Sound and fury, fait référence au roman de Faulkner par sa structure mais aussi par le côté évocateur de son titre. Chez Faulkner, une histoire récurrente intervient par bribes suivant les différents types de narrateurs mais les éléments de cette histoire ne sont pas présentés de façon chronologique. Ma composition reprends cette récurrence car il s'agit de la répétition d'une même succession de séquences dont certaines se trouvent amplifiées ou diminuées suivant le cas. La non-chronologie est totalement ancrée dans le principe même de la composition de cette œuvre. Les différentes sections n'ont pas été composées dans leur ordre d'apparition. Certaines sections, qui pourraient faire office de développement, se trouvent fréquemment présentées avant l'exposition de leur matériau.

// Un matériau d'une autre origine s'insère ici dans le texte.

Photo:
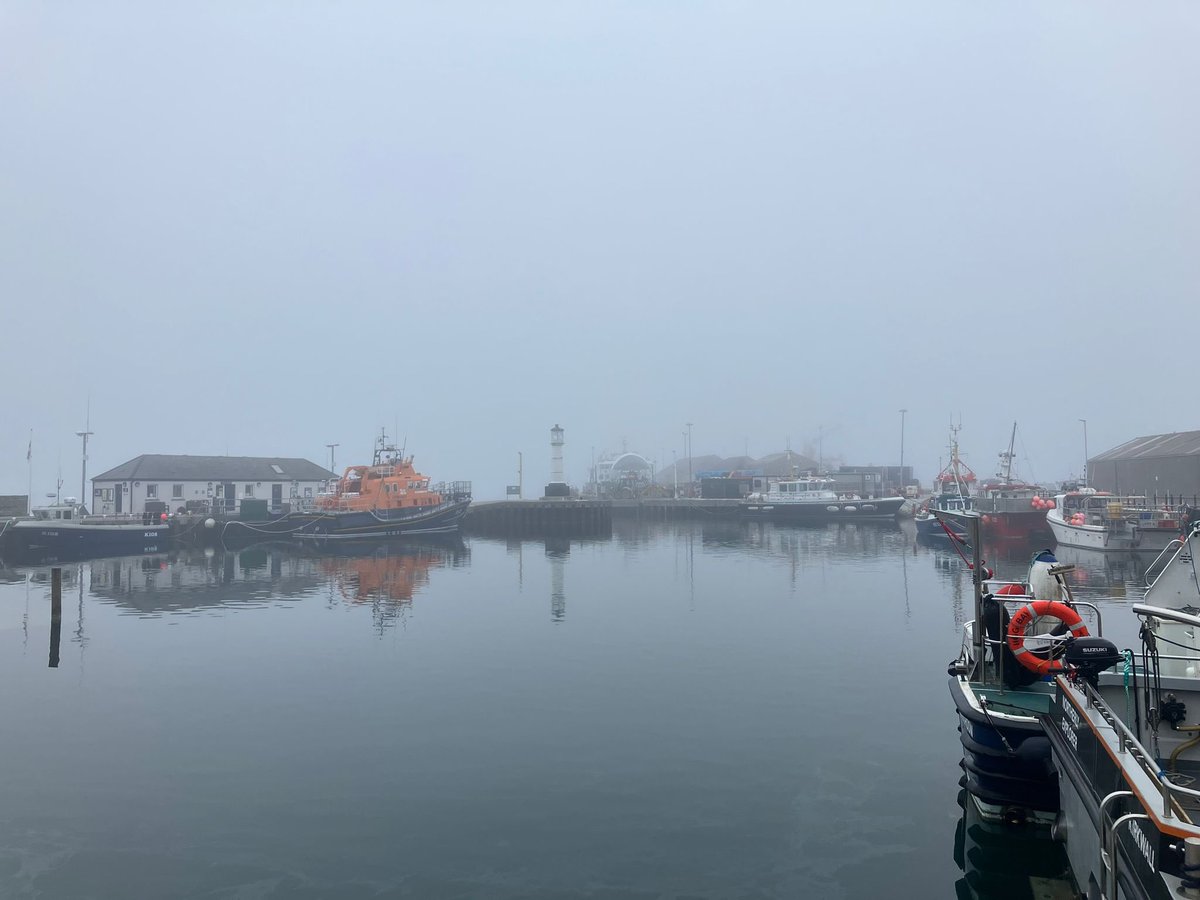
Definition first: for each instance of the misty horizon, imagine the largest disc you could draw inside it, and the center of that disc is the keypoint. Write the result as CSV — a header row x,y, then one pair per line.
x,y
261,229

L'autre élément est le titre lui-même et, en particulier, la particule and que je prends ici dans son acception temporelle, c'est à dire reliant deux mots dont l'ordre de présentation n'est pas sans importance : d'abord sound ensuite, fury. L'œuvre évolue ainsi dans une progression se dirigeant vers des structures de plus en plus violentes, pulsionnelles, pleines de fureur, caractérisées par des moments de saturation musicale de plus en plus « sauvages ». Cette violence recherchée est cependant, comme toujours chez moi, totalement organisée, que ce soit à partir d'une excroissance ou d'une prolifération de données de base très structurées, ou bien de l'irruption soudaine d'un élément que rien ne laissait prévoir dans un contexte donné. C'est, je l'espère, une violence composée.
L'orchestre, très important, est scindé en deux groupes : deux orchestres à cordes et deux orchestres de cuivres sont distribués à droite et à gauche. La petite harmonie, les percussions, les harpes et le piano se trouvent en position frontale. De nombreux éléments de symétrie spatiale parcourent l'œuvre de par la disposition même des instruments.
Philippe Manoury, Paris, le 26 Juillet 1999.